Vet done an ultrasound scan on him and said his bladder is very sludgy with possibly a stone. They're having him in for the day tomorrow to investigate with the possibility of him being opened up to get the stone(s) out.


----------



## Lopside (Mar 20, 2012)

it sounded like that when you said his urine had changed, almost like the sludge was filtering the urine, poor george must have got tummy ache. Hopefully if they can clear the blockage he will be ok. Paws crossed for him tomorrow x


----------



## Kammie (Apr 4, 2009)

Just dropped George off but I'm really anxious about leaving him there today. Its the first time I've dealt with the possibility of bladder stones and him having an invasive op to get it out if need be.


----------



## Lopside (Mar 20, 2012)

Keep strong, you are doing the best for him.


----------



## Kammie (Apr 4, 2009)

Just spoke to the receptionist to see how he is. He's fine and can be picked up after 3 but the vet wants to speak to me about him, he was out for lunch when I phoned so need to catch him when I pick George up.


----------



## Hel_79 (Jun 14, 2011)

Hope all OK. He's lucky you're so in tune with his behaviour and health and noticed this so quickly.


----------



## Sam1309 (May 18, 2010)

hope all is ok


----------



## metame (Sep 25, 2009)

i hope everything went ok


----------



## Kammie (Apr 4, 2009)

I am going to murder the little git!!! 

When I picked him up and spoke to the vet it turned out no op was needed. He done another ultrasound with him sedated before opening him up to find his bladder was nice and black as it should be not completely white like it was yesterday. There was no stones, no sludge, no lumps or anything wrong with him. The vet thinks that he'd managed to pass the sludge himself after having his tummy poked and prodded yesterday when the vet felt him. Unfortunately I didn't think to inspect the litter tray this morning, once I'd dropped them at the vets I gave the kichen floor and litter tray a good scrub with bleach whlst they weren't around. The vet wants to see him again in a week just to check him though and he has a week of antibiotics just to be safe. 

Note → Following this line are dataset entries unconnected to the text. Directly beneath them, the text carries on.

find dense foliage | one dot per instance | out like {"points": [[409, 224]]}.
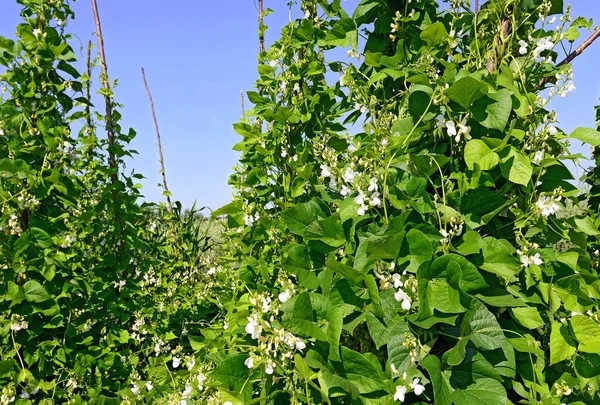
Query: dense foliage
{"points": [[404, 225]]}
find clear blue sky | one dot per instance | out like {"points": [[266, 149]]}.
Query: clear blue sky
{"points": [[198, 55]]}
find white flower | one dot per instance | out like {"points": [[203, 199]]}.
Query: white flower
{"points": [[440, 121], [284, 296], [451, 127], [547, 205], [375, 201], [253, 327], [528, 260], [349, 175], [270, 367], [200, 378], [373, 184], [464, 130], [416, 387], [522, 47], [403, 298], [400, 393], [397, 281]]}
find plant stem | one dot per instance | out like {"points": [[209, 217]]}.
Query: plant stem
{"points": [[109, 118], [161, 158]]}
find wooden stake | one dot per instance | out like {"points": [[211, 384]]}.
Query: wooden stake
{"points": [[160, 154], [109, 119]]}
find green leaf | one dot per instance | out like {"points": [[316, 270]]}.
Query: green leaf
{"points": [[476, 151], [516, 167], [232, 372], [328, 231], [350, 273], [434, 34], [482, 327], [587, 333], [416, 249], [484, 391], [498, 259], [383, 247], [441, 388], [35, 292], [471, 280], [529, 317], [361, 372], [465, 91], [457, 354], [494, 110], [300, 216]]}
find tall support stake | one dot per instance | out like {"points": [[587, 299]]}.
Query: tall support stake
{"points": [[109, 119], [261, 32], [88, 88], [160, 154]]}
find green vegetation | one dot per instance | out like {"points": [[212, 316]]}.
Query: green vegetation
{"points": [[440, 254]]}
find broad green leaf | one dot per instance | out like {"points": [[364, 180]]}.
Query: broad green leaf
{"points": [[457, 354], [416, 249], [529, 317], [587, 333], [471, 278], [434, 34], [466, 90], [299, 217], [328, 231], [482, 327], [232, 372], [562, 346], [516, 167], [498, 259], [361, 372], [35, 292], [484, 391], [477, 152], [494, 110], [441, 388]]}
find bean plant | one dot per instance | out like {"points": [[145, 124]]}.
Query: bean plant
{"points": [[404, 226]]}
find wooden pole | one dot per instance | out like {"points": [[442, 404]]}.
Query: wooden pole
{"points": [[160, 154]]}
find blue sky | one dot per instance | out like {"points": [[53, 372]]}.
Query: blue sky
{"points": [[198, 56]]}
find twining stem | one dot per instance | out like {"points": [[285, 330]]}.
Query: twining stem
{"points": [[242, 102], [573, 55], [88, 87], [109, 119], [161, 158], [261, 33]]}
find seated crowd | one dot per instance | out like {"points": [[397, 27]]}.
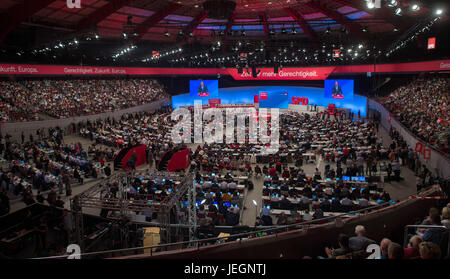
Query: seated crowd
{"points": [[26, 100], [424, 243], [47, 164], [422, 106]]}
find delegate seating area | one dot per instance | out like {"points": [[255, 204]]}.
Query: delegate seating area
{"points": [[422, 106], [28, 99], [43, 165]]}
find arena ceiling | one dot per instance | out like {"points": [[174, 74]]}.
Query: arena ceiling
{"points": [[32, 26], [166, 20]]}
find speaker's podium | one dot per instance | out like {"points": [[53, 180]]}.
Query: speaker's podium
{"points": [[331, 108]]}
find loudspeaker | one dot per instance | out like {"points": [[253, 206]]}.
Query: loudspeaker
{"points": [[254, 73]]}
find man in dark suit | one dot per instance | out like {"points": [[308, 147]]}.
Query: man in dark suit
{"points": [[360, 242], [337, 90], [203, 90]]}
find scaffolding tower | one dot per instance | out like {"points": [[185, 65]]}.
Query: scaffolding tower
{"points": [[95, 197]]}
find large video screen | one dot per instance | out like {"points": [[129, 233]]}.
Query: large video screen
{"points": [[339, 88], [204, 88], [274, 99]]}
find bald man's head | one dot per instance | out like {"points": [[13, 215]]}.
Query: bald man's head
{"points": [[384, 245]]}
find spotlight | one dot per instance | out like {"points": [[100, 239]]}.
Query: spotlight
{"points": [[393, 3]]}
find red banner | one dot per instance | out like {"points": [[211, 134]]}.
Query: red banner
{"points": [[256, 99], [432, 43], [214, 102], [317, 73], [305, 73], [300, 100], [424, 150]]}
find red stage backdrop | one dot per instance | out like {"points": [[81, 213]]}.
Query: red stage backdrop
{"points": [[305, 73]]}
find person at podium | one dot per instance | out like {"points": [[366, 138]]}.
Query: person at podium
{"points": [[203, 90], [337, 91]]}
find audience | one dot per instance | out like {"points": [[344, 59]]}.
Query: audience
{"points": [[360, 242], [422, 106], [27, 100]]}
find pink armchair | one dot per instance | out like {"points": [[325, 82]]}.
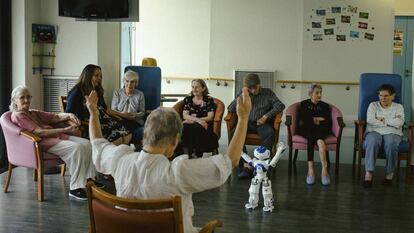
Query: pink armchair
{"points": [[23, 150], [297, 142]]}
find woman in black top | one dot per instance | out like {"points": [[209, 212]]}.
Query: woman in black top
{"points": [[198, 113], [315, 125]]}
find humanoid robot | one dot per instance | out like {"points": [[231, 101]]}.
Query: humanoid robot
{"points": [[260, 164]]}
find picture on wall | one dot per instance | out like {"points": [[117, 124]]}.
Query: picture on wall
{"points": [[352, 9], [330, 21], [336, 10], [398, 42], [316, 25], [329, 31], [354, 34], [345, 19], [317, 36], [321, 12], [362, 25], [369, 36], [340, 38], [363, 15]]}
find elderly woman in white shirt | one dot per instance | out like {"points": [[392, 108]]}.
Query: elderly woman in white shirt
{"points": [[384, 128], [129, 103], [150, 174]]}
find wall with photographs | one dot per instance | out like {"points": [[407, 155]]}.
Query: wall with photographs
{"points": [[341, 40]]}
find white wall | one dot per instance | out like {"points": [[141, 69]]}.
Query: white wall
{"points": [[404, 7]]}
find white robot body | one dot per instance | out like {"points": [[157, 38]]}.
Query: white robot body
{"points": [[261, 163]]}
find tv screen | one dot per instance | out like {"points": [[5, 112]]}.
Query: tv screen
{"points": [[104, 9]]}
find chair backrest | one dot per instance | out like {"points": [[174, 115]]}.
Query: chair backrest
{"points": [[293, 111], [149, 84], [62, 102], [368, 90], [109, 213], [20, 151]]}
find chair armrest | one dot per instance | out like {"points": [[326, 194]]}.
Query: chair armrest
{"points": [[210, 226], [31, 136], [231, 121]]}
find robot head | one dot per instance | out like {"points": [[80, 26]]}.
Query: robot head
{"points": [[261, 153]]}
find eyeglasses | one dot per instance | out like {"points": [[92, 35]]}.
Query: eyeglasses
{"points": [[28, 97]]}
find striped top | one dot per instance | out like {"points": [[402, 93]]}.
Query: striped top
{"points": [[393, 115], [265, 103]]}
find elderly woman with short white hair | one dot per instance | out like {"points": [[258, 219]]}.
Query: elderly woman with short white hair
{"points": [[56, 130], [129, 103]]}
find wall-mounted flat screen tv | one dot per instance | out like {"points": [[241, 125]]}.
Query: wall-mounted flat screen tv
{"points": [[94, 9]]}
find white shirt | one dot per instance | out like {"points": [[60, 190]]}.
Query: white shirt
{"points": [[393, 115], [152, 176]]}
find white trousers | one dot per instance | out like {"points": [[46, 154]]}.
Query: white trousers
{"points": [[77, 154]]}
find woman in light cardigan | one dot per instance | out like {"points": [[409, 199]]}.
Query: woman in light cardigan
{"points": [[384, 128]]}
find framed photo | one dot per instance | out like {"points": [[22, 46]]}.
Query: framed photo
{"points": [[363, 15], [362, 25], [329, 31], [316, 25], [345, 19], [330, 21]]}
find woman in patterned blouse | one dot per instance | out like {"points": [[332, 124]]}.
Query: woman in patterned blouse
{"points": [[198, 113]]}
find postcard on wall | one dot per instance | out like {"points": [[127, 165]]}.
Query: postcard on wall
{"points": [[345, 19], [329, 31], [352, 9], [330, 21], [398, 42], [321, 12], [362, 25], [317, 36], [369, 36], [363, 15], [354, 34], [316, 25], [336, 10], [340, 38]]}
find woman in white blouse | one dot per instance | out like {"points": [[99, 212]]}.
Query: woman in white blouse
{"points": [[384, 129]]}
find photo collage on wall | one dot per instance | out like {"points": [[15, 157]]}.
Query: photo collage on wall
{"points": [[340, 23]]}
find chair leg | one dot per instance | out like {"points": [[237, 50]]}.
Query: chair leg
{"points": [[290, 161], [35, 175], [40, 194], [63, 169], [295, 157], [9, 172]]}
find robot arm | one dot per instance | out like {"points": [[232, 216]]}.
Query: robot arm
{"points": [[280, 149], [247, 158]]}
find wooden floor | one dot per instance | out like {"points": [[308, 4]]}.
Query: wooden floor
{"points": [[344, 207]]}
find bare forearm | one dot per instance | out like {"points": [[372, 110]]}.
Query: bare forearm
{"points": [[237, 142], [94, 125]]}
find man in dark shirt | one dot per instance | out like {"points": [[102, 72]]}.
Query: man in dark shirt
{"points": [[265, 106]]}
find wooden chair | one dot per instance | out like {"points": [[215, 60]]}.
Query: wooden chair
{"points": [[297, 142], [218, 116], [23, 150], [109, 213], [252, 138]]}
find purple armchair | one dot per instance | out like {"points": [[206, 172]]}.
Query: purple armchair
{"points": [[23, 150], [297, 142]]}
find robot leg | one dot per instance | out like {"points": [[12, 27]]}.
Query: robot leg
{"points": [[267, 195], [253, 194]]}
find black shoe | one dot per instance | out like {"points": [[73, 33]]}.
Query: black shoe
{"points": [[387, 182], [99, 184], [78, 194], [245, 174]]}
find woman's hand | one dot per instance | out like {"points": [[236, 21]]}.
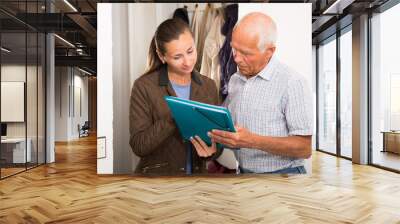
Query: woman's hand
{"points": [[203, 150], [242, 138]]}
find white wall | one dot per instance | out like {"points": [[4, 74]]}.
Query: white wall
{"points": [[105, 85], [67, 115]]}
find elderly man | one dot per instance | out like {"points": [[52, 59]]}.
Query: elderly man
{"points": [[269, 102]]}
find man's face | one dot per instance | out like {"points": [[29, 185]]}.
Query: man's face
{"points": [[248, 57]]}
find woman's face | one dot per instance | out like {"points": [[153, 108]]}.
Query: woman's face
{"points": [[181, 54]]}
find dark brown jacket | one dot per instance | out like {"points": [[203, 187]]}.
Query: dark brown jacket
{"points": [[154, 136]]}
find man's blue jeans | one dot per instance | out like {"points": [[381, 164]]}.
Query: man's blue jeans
{"points": [[290, 170]]}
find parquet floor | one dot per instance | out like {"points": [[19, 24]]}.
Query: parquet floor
{"points": [[70, 191]]}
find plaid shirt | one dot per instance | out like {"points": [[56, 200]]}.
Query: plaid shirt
{"points": [[276, 102]]}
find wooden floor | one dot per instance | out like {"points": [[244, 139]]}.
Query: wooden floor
{"points": [[70, 191]]}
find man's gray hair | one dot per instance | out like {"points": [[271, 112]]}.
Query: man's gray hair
{"points": [[267, 37]]}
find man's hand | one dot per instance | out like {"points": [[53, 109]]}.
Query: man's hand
{"points": [[242, 138], [203, 150]]}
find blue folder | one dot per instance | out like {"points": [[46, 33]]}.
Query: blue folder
{"points": [[195, 118]]}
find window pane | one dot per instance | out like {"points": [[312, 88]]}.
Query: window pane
{"points": [[327, 97], [386, 89], [346, 94]]}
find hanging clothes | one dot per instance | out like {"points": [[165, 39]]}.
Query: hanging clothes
{"points": [[214, 40], [181, 13], [195, 26], [205, 26], [228, 65]]}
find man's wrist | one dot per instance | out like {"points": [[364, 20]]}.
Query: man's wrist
{"points": [[254, 141]]}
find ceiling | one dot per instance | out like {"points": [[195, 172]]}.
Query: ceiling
{"points": [[76, 22]]}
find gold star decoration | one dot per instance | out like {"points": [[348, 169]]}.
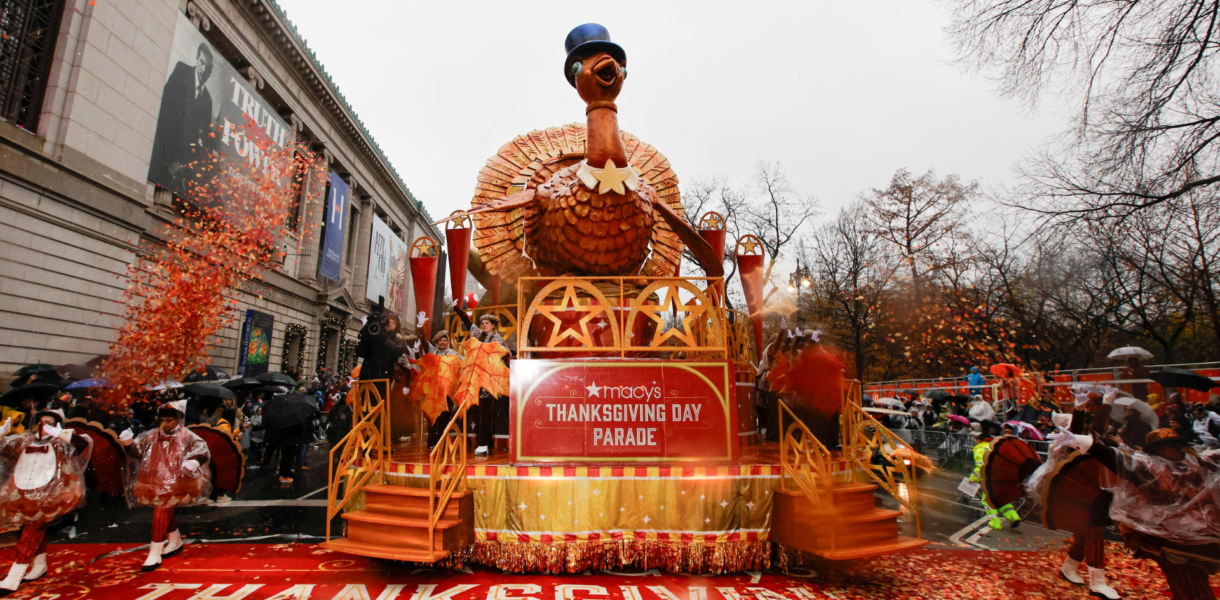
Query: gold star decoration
{"points": [[423, 246], [563, 332], [686, 333], [611, 178], [748, 244]]}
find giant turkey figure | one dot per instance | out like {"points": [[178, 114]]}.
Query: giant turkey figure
{"points": [[595, 217]]}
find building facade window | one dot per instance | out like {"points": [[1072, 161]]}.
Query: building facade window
{"points": [[27, 45]]}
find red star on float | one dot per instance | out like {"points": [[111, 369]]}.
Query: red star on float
{"points": [[561, 331]]}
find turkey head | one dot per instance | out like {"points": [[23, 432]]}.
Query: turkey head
{"points": [[597, 216]]}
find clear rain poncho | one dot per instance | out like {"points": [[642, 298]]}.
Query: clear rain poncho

So I have a completely healthy rabbit who didn't need an op and a nice vet bill to pay, thank god I have a vet so caring he only charged me the consult price for yesterday and nothing for today.


----------



## metame (Sep 25, 2009)

thats so nice of the vet!
sounds like we have the same one.

So glad George is ok!


----------



## Kammie (Apr 4, 2009)

metame said:


> thats so nice of the vet!
> sounds like we have the same one.
> 
> So glad George is ok!


He said if he'd needed the op it would have cost almost £140!!

You never know we may have the same vet, depends where you are.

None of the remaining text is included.